A further criticism levelled at ‘collective memory’ is its unsatisfactory exegesis of the transformation of ‘memory’ to ‘history’ within societies. Assmann and Czaplicka go a step further by denying Halbwachs even attempted to do so, saying he “stopped at this juncture, without taking it into account systematically.” Although Les Cadres Sociaux de la Memoire does not contain an explicit explanation of this transformation, the argument of ‘collective memory’ comprises the assumption that “once living communication crystallized in the forms of objectivized culture […] the group relationship and and the contemporary reference are lost and therefore the character of this knowledge as a memoire collective disappears.” Assmann and Czaplicka contradict this assumption, suggesting instead that the structure of knowledge within society is synonymous with the “concretion of identity.”

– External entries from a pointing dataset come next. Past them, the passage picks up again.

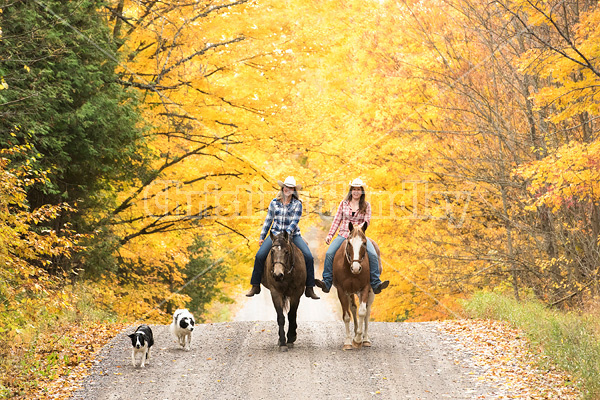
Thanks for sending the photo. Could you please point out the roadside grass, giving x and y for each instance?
(571, 340)
(50, 345)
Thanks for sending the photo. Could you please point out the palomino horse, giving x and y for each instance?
(351, 276)
(285, 276)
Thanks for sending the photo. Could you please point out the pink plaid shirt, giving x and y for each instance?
(344, 216)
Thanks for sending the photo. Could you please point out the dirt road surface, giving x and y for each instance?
(241, 360)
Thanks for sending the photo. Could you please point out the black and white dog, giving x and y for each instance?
(182, 327)
(141, 340)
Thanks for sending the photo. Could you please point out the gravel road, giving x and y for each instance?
(241, 360)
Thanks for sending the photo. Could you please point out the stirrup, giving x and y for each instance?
(254, 290)
(321, 285)
(380, 287)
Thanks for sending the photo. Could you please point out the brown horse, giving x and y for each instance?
(351, 276)
(285, 276)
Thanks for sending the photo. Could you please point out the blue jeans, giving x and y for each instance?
(333, 248)
(263, 252)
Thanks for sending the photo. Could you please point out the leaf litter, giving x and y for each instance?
(509, 361)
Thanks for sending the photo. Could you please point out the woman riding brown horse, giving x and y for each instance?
(284, 275)
(351, 276)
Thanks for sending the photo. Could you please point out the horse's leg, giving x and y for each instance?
(353, 309)
(278, 303)
(292, 325)
(362, 312)
(345, 303)
(366, 339)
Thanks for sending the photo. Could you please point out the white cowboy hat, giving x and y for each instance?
(289, 182)
(357, 183)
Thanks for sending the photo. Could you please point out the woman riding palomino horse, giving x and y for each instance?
(354, 208)
(283, 215)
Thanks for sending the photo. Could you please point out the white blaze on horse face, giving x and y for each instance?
(356, 242)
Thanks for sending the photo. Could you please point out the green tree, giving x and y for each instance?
(62, 96)
(203, 276)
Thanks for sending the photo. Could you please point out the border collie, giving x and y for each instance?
(141, 341)
(182, 327)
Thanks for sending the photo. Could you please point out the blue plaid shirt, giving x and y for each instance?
(282, 217)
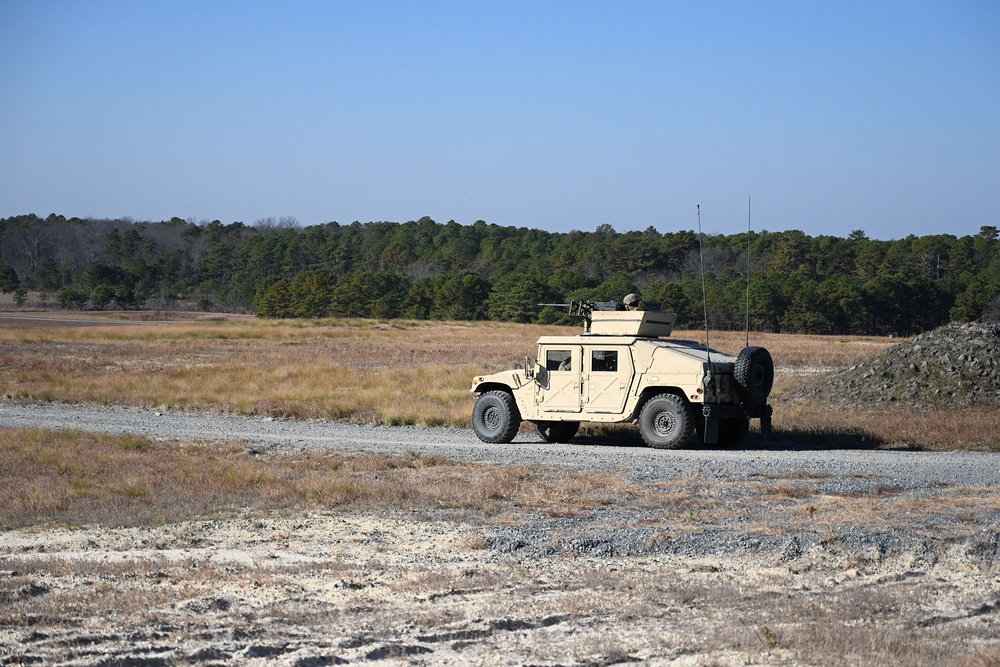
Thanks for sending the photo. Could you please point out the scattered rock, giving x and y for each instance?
(955, 365)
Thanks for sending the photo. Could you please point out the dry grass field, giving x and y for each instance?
(121, 550)
(394, 372)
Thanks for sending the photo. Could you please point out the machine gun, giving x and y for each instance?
(582, 309)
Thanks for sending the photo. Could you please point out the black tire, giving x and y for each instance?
(495, 417)
(666, 422)
(754, 373)
(557, 431)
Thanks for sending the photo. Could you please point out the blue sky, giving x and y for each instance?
(832, 116)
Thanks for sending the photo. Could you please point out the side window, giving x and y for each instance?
(559, 360)
(604, 361)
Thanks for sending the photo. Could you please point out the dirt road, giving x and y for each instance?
(782, 556)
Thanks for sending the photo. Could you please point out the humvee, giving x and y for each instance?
(624, 368)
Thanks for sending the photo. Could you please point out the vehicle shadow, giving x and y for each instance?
(781, 440)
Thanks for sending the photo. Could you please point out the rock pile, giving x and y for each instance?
(958, 364)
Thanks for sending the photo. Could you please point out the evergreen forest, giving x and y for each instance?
(428, 270)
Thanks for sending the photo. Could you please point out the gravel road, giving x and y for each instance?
(797, 557)
(903, 469)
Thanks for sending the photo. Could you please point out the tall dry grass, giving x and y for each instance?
(116, 480)
(403, 372)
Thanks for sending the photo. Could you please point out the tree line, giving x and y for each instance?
(423, 269)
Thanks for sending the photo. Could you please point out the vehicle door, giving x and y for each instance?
(559, 389)
(608, 374)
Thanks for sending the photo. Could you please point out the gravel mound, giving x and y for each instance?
(955, 365)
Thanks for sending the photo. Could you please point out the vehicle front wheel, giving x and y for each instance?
(557, 431)
(495, 417)
(666, 422)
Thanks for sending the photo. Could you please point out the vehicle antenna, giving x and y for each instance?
(748, 271)
(704, 290)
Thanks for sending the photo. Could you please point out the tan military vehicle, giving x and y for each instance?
(624, 368)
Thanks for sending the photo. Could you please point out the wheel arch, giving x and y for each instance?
(493, 386)
(650, 392)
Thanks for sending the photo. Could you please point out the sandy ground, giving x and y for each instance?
(414, 588)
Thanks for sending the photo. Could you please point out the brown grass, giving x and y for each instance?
(76, 478)
(403, 372)
(81, 478)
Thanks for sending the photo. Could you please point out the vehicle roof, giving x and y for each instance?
(689, 347)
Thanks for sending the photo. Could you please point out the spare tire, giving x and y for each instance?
(754, 373)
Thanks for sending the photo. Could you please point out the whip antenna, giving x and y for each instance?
(704, 290)
(748, 270)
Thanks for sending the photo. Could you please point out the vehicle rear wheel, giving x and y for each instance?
(495, 417)
(557, 431)
(754, 373)
(666, 422)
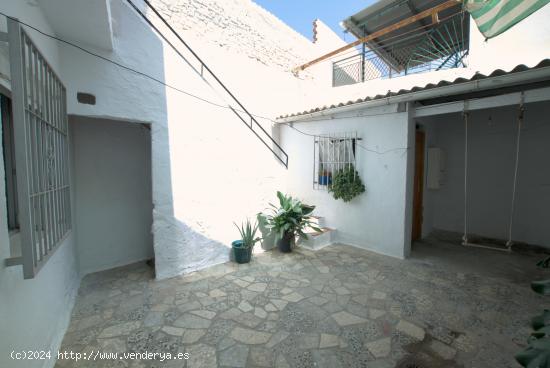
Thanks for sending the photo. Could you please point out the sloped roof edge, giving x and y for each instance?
(544, 64)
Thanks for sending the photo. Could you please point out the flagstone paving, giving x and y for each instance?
(286, 310)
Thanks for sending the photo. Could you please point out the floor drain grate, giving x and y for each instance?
(411, 363)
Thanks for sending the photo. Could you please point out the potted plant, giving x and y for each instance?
(346, 184)
(289, 220)
(325, 177)
(268, 237)
(242, 249)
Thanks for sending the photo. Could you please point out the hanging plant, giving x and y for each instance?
(346, 184)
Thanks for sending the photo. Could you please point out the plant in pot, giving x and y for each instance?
(346, 184)
(325, 177)
(242, 249)
(289, 220)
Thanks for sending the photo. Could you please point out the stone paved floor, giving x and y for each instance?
(339, 307)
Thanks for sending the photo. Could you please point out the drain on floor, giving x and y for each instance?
(411, 362)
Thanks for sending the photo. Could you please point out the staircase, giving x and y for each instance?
(232, 102)
(318, 240)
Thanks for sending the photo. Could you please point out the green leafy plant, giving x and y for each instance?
(346, 184)
(537, 353)
(290, 217)
(248, 233)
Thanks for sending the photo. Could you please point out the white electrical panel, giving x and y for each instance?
(436, 168)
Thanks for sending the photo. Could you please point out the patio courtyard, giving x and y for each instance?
(446, 306)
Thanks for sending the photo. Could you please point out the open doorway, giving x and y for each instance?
(418, 201)
(113, 192)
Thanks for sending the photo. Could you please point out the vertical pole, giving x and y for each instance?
(20, 128)
(510, 242)
(363, 51)
(465, 115)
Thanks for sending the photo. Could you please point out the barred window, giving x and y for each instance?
(40, 142)
(332, 152)
(9, 163)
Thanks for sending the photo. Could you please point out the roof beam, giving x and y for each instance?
(432, 12)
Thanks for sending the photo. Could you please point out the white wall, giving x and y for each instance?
(377, 219)
(113, 199)
(208, 168)
(492, 142)
(34, 313)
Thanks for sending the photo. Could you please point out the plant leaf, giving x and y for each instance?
(541, 287)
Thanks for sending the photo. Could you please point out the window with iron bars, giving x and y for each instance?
(41, 147)
(332, 152)
(8, 152)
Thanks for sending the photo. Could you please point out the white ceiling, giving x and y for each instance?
(87, 22)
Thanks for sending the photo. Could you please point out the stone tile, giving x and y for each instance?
(259, 312)
(379, 348)
(120, 329)
(201, 356)
(153, 319)
(174, 331)
(204, 313)
(328, 341)
(411, 329)
(258, 287)
(245, 306)
(192, 321)
(293, 297)
(376, 313)
(345, 319)
(261, 357)
(241, 283)
(279, 304)
(192, 336)
(250, 337)
(114, 345)
(318, 300)
(236, 356)
(285, 291)
(444, 351)
(364, 313)
(277, 338)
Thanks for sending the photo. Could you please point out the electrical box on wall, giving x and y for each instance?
(436, 168)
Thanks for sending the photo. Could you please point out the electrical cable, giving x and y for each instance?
(148, 76)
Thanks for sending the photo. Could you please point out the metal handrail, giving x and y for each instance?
(283, 156)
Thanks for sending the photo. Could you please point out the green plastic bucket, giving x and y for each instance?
(241, 254)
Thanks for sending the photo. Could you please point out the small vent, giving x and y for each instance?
(85, 98)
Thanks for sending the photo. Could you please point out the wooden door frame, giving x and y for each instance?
(418, 191)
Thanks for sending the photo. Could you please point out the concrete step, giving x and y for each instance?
(317, 240)
(318, 221)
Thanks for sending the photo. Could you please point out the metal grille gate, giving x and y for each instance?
(41, 151)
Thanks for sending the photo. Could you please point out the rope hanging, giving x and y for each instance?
(521, 114)
(465, 116)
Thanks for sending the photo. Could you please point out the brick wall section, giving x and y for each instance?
(240, 26)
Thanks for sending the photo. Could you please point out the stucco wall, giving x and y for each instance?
(492, 141)
(377, 219)
(34, 313)
(113, 199)
(208, 168)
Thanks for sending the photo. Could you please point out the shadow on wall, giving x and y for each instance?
(180, 242)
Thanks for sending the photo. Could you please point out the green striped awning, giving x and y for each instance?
(494, 17)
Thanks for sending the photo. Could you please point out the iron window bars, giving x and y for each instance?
(41, 151)
(331, 153)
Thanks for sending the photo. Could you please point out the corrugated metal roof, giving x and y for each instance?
(444, 83)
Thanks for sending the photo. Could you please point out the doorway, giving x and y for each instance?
(418, 185)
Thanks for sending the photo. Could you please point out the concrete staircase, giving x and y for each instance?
(318, 240)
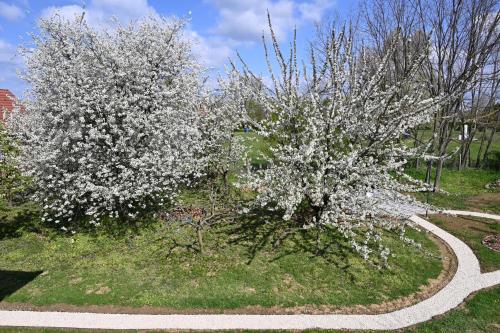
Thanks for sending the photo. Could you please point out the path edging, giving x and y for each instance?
(467, 279)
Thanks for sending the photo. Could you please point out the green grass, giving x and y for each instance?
(472, 230)
(481, 314)
(474, 148)
(464, 190)
(160, 267)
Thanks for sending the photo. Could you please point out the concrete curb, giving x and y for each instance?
(466, 280)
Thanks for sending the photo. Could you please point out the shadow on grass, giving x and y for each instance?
(11, 281)
(262, 230)
(16, 219)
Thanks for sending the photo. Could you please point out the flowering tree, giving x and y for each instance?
(336, 133)
(12, 181)
(111, 126)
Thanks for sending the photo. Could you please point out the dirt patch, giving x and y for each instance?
(448, 259)
(492, 242)
(483, 202)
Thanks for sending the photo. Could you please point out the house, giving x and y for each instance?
(7, 102)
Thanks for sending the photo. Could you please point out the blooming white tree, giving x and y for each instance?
(111, 127)
(335, 130)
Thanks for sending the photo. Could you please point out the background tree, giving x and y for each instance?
(337, 141)
(463, 36)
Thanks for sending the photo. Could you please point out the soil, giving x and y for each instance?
(492, 242)
(448, 259)
(484, 201)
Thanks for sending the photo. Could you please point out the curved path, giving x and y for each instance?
(467, 279)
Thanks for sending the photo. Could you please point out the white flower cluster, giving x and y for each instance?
(112, 125)
(336, 133)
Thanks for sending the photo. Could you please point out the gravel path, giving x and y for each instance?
(467, 279)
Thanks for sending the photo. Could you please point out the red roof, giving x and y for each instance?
(7, 101)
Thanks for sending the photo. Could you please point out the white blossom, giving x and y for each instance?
(111, 127)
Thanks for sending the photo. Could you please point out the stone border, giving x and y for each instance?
(467, 279)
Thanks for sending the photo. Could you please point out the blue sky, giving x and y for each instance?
(218, 27)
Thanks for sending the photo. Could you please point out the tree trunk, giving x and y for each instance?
(437, 179)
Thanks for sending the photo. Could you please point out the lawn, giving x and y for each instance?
(472, 230)
(480, 314)
(464, 190)
(159, 266)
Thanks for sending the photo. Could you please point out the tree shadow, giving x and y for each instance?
(263, 230)
(11, 281)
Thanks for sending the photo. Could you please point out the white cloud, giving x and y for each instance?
(10, 12)
(245, 21)
(211, 51)
(313, 11)
(10, 61)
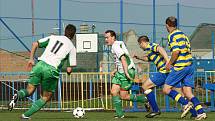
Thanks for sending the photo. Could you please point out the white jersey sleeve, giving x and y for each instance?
(119, 49)
(44, 41)
(57, 49)
(72, 57)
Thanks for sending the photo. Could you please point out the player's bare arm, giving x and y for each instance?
(143, 58)
(125, 67)
(33, 50)
(174, 57)
(112, 73)
(163, 53)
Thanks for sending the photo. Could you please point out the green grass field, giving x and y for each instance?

This is an attempt to highlight the importance of knowledge in creating not only a group consciousness but also “formative and normative impulses,” within society, while identifying Halbwachs’s intertwining of collective memory and identity. These impulses help to create a coherent group consciousness and therefore delineate between those individuals part of the group and those who are not. More specifically, Assmann and Czaplicka find that the shift from ‘memory’ to ‘history’ is determined by the inclusion of collective culture into organized or objectivized commemoration such as “texts, images, rites, buildings, monuments.” An example of this is offered by Coser, who underlines the importance of Independence Day in the U.S.A., or Bastille Day in France as having “crucial historical weight.”

Interestingly, the sociologist Pierre Bourdieu’s theory of the ‘habitus’ frames days of national commemoration or official rites of office for example, as part of an objective social structure which is designed to instil in the individual a sense of “amor fati’ wherein they automatically fulfil the appropriate role for their objective situation.” This understanding stands in opposition to that of Assmann, Czaplicka and Coser, who perceive the creation of collective memory to be a synthesis of human agency, group dynamics and class consciousness. Thus, Bourdieu’s critique of collective memory can be surmised by his theory of the habitus, explaining human interaction, as individuals or in groups, as merely a collection of automatisms, inculcated through socially imposed ‘schemata’, bereft of any potent individual human agency to account for. Bourdieu himself put it most eloquently: “Every group entrusts to bodily automatisms those principles most basic to it and most indispensable to its conservation.”

“Memory studies offers an opportunity to acknowledge that historical representations are negotiated, selective, present-oriented, and relative, while insisting that the experiences they reflect cannot be manipulated at will.”

At its best, collective memory study takes into account both the cultural and personal narratives as well as the impersonal dynamics of objective social pressures. Lukacs for example, lucidly argues for the strength of class consciousness in the creation of class consciousness. His conclusion – that a distortion of reality, created by the elite in the line of production, makes it impossible for groups within society to remember accurately – fails to credit the highly individual nature of trauma and other concepts however. The specificity of trauma and the importance of remembrance is highlighted by Caruth and A. Assmann, yet both neglect appropriate importance to actual happenings, occurences or events in history. Thus, contemporary study has the proclivity to overestimate the importance of the post-modern context it finds itself in, disregarding the actuality of past events. Wertsch’s observations regarding “the dynamics of collective remembering are examined by analysing what happens when a “blank spot” in history is filled with information that had previously not been available or publicly acknowledged,” is of significance here.